Search code examples
linuxlinux-device-driverembedded-linuxmmap

Map physical memory to userspace as normal, struct page backed mapping


I have a custom device driver that implements an mmap operation to map a shared RAM buffer (outside of the OS) to userspace. The buffer is reserved by passing mem=32M as a boot argument for the OS, leaving the rest of the 512MB available as a buffer. I would like to perform zero-copy operations from the mapped memory, which is not possible if the vm_flags include VM_PFNMAP and VM_IO.

My driver currently performs the mapping by calling vm_iomap_memory(vma, start, size), which in turn calls io_remap_pfn_range and remap_pfn_range, which sets up the vma with the VM_PFNMAP and VM_IO set. This works to map the memory to userspace, but zero-copy socket operations fail at get_user_pages due either to the VM_PFNMAP flags being set or the struct page being missing. The comments for remap_pfn_range show this is intended behavior, as pfn-mapped memory should not be treated as 'normal'. However, for my case it is just a block of reserved RAM, so I don't see why it should not be treated as normal. I have set up cache invalidation/flushing to manually manage the memory.

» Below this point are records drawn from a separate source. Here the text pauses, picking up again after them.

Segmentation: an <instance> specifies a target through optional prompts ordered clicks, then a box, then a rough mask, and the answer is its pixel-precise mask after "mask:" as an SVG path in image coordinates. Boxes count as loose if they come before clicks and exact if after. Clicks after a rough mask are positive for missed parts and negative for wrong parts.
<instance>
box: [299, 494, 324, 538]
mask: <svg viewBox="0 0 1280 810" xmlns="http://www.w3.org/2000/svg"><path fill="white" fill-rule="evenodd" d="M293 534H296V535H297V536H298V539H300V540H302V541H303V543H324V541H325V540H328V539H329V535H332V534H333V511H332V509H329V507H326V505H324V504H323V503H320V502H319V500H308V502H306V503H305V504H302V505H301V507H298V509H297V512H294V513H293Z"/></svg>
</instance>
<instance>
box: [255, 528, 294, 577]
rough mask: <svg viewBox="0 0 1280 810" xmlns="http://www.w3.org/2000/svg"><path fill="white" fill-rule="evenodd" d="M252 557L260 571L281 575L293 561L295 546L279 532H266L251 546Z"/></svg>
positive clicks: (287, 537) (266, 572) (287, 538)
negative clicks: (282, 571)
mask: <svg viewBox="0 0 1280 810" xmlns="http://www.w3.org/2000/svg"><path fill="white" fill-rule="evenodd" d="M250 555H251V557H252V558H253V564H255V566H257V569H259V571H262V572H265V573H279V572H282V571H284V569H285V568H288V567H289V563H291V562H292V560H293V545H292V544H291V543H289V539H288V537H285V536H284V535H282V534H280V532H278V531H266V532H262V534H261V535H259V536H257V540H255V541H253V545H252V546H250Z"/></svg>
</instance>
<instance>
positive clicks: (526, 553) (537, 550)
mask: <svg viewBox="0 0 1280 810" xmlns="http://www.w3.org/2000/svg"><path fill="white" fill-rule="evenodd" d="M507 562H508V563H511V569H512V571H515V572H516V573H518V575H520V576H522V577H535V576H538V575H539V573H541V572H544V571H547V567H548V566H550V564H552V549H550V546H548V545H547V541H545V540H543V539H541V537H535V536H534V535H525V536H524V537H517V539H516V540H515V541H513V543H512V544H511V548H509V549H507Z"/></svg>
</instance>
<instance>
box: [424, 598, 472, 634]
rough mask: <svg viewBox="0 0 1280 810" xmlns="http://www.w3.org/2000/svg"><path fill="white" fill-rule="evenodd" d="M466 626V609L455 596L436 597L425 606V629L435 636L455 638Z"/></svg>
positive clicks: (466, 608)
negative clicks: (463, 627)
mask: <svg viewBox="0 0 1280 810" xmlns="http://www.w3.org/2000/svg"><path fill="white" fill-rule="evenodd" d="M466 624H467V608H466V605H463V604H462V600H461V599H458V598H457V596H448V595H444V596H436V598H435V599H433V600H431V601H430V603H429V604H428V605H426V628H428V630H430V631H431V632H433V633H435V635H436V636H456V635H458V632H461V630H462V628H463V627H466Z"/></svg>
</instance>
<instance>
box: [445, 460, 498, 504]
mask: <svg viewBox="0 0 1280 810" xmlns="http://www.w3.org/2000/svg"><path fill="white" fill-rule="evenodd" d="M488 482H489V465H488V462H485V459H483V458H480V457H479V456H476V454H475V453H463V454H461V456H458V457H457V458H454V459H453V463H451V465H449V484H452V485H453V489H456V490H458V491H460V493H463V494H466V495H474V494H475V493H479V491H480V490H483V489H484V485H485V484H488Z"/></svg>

I have tried unsetting the VM_PFNMAP and VM_IO flags on the vm_area_struct both during and after the mapping, but get_user_pages still fails. I have also looked at the dma libraries but it looks like they rely on a call to remap_pfn_range behind the scenes.

My question is how do I map physical memory as a normal, non-pfn, struct page-backed userspace address? Or is there some other way I should be looking at it? Thanks!


Solution

  • I've found the solution to mapping a memory buffer outside the Kernel that requires a correction to several wrong starting points that I mentioned above. It's not possible to post full source code here, but the steps to get it working are:

    1. Device tree: Define reserved memory region for buffer with no associated driver. Do not use mem or memmap bootargs. Kernel will confine itself to using memory outside of this reserved space for itself, but now will be able to make struct pages for reserved memory.
    2. In a device driver (a LKM in my case), mapping physical address to kernel virtual address requires using using memremap instead of ioremap, as it is real memory we are mapping.
    3. In device driver mmap routine, do not use any variant of remap_pfn_range to setup the vma for usespace, instead assign a custom fault nopage routine to the vma->vm_ops.fault to look up the page when the userspace virtual address is used. This approach is described in lddv3 ch15.
    4. The nopage function in the driver should use the vm_fault structure argument that is passed to it to calculate the offset into the vma for the address that needs a page. Then use that offset to calculate an kernel virtual address (against the memremap'd address), and get the page with a call to page = virt_to_page(pageptr);, followed by a call to get_page(page);, and assign it to the vm_fault structure with vmf->page = page; The latter part of this is illustrated in lddv3 chapter 15 as well.

    The memory mapped in this fashion using mmap against the custom device driver can be used just like normal malloc'd memory as far as I can tell. There are probably ways to achieve a similar result with the DMA libraries, but I had constraints preventing that route, or associating the device tree node with the driver.